Underpowered at level one, but progression is steep enough to make it OP by lvl 2; also, flat attack bonus has to go.
The main problem I see with your spell is not that it's not balanced, but that it's designed in a significantly different way from PHB spells, so that it doesn't work well within D&D 5e paradigm.
First of all, flat bonus to hit is bad. Why is it bad? Because D&D 5e introduced bounded accuracy, which reduced the spread AC could have. In particular, spells based on attack roll are good against two types of targets - low AC (because they are easy to hit even by wizards) and high AC, but also Legendary Resistance or high saves (i.e. those who are hard to hit, but also can just lolnope your save-based spells that hit automatically). Thus, having a flat attack bonus can increase the usability of a spell noticeably, even if it's just +1 - for example, Rod of Pact Keeper gives exactly that for Eldritch Blast, and it is a Rare magic item. And the kind of bonus your spell has... The highest AC a monster can have is only 25; your spell can hit Tarrasque if cast at level nine, even if it is cast by wizard with 4 Int who rolled anything higher than a nat 1! And on a reasonably built character, this spell basically autohits anything a character could encounter at spell level 5 or 6. That's the one of effects that makes Magic Missile have such low scaling damage. Speaking of which...

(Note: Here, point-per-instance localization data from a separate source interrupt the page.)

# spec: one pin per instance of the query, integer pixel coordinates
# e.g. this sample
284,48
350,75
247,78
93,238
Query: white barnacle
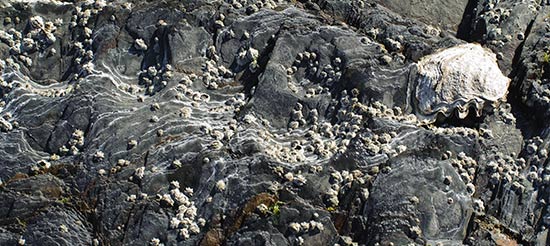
155,242
295,227
139,172
220,185
140,44
456,79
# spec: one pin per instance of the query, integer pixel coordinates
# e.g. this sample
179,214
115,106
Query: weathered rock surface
270,123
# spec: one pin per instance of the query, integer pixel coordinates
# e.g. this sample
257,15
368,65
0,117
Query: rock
273,123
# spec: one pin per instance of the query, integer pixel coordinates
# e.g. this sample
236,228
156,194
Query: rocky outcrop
271,123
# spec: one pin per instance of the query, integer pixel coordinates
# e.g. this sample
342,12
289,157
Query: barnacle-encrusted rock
458,78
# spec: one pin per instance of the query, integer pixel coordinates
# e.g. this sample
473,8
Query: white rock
456,78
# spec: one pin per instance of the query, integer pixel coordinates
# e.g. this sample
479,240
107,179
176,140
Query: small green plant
21,223
65,200
276,208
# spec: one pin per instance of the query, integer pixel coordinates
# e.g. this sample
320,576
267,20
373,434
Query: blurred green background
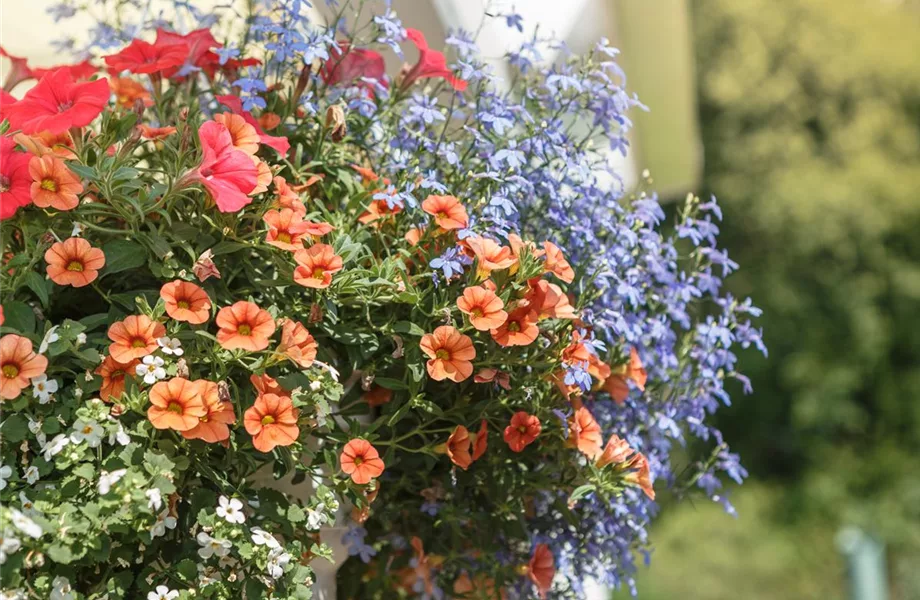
809,112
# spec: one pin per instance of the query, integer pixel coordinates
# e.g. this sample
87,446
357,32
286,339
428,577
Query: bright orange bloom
616,451
53,184
244,136
272,421
186,302
361,460
74,262
450,353
214,425
317,264
127,91
286,230
482,440
447,211
458,447
483,307
113,377
18,364
518,330
244,326
490,256
542,568
297,344
557,264
522,431
135,337
585,433
177,404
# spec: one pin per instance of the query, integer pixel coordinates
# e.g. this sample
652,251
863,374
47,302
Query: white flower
49,338
87,431
260,537
8,544
154,499
277,560
151,370
162,593
54,447
212,546
170,345
109,478
31,474
43,388
231,510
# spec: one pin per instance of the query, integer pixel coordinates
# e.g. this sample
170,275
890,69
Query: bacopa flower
316,266
361,460
53,184
244,326
185,301
450,354
59,103
271,421
135,337
18,364
522,431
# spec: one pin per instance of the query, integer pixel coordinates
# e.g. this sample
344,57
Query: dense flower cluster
246,284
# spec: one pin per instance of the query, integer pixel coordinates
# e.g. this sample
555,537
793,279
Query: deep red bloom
15,180
431,63
58,103
228,174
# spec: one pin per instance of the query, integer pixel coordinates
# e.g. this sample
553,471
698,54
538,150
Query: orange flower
377,395
243,135
177,404
541,569
244,326
113,377
53,184
482,440
272,421
557,264
186,302
585,433
297,344
450,353
616,451
518,330
458,447
522,431
18,364
135,337
483,307
286,230
447,211
214,425
317,264
361,460
74,262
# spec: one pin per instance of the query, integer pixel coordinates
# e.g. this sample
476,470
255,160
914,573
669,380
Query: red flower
143,57
228,174
431,63
58,103
15,180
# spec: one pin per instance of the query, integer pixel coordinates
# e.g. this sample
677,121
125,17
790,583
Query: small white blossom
212,546
87,431
170,345
151,369
230,510
109,478
43,388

I get that you probably was trying to balance this with the need to have rocks available and placed so that can levitate unobstructed. But as written - one can get 100 pumice pebbles weighing 1g, spend a turn spreading them out on the floor and then deal full 100d4 damage, because damage is not tied to size or mass of the rock thrown. By the way, that's way too much for level one spell even if mediated by the need to hit (compare level 2 spell scorching ray: cast at level 9 it gives you 20d6 potential damage, i.e. both less min damage and max damage, requiring ten attack rolls even on single target), and as we previously established - the attack bonus basically means that it's hitting automatically. And that's not even accounting for the chance to crit. That happens, in part, because your damage progression is not linear at higher levels - again, something other spells don't do.
Since this is a ranged attack - it can easily be used to induce concentration checks (or death saves!). That's the second reason Magic Missile has such low per-level damage; and again, at higher levels flat attack bonus again makes this use much more reliable. Yes, you can't make several attacks on one target - but you still can throw your rocks on several spellcasters per turn.
Again, progression runs away fast. By level 4-5, you outrange all other attack spells. Moreover, long-range disadvantage is mitigated by flat attack bonus (do you see the pattern here?).
Your spell does not specify, which class it is designed for. If it is restricted to single class, it might affect balance - for example, if it is for a class that does not have much direct damage spells.
Let's look at other spells' material components. As you can see, unless the spell specifies that the component is expended on cast, it is usually something character found once and, bar plot twists that take away PCs' possessions, will have readily available always. It's very rare that it's something that players would rely on GM to provide, like berries for goodberry. You are trying to do something different here. It's not inherently bad, but it could get away from you - for example, if DM and player will have different opinions on how big of a room you need to fling full 100 rocks around or how fast a player can get a hundred spherical rocks rolling on the floor.
Lastly - usually spells have very simple progression. They take one, rarely two parameters and increase it for the same amount for each level; that keeps progression in check and spell description free of complex tables.
I advise you compare your spell to chromatic orb. This spell also deals damage (3d8, +1d8 per level) on attack roll @ 90ft range; you can choose the damage type, but the spell also requires an expensive gem as a component. It's probably the closest 1st level spell to what you are making. Trading off the gem component for damage types is probably balanced; if you add more features (like splitting attacks on multiple targets or increasing range or maybe giving the caster advantage on attack roll) - compensate by reducing damage.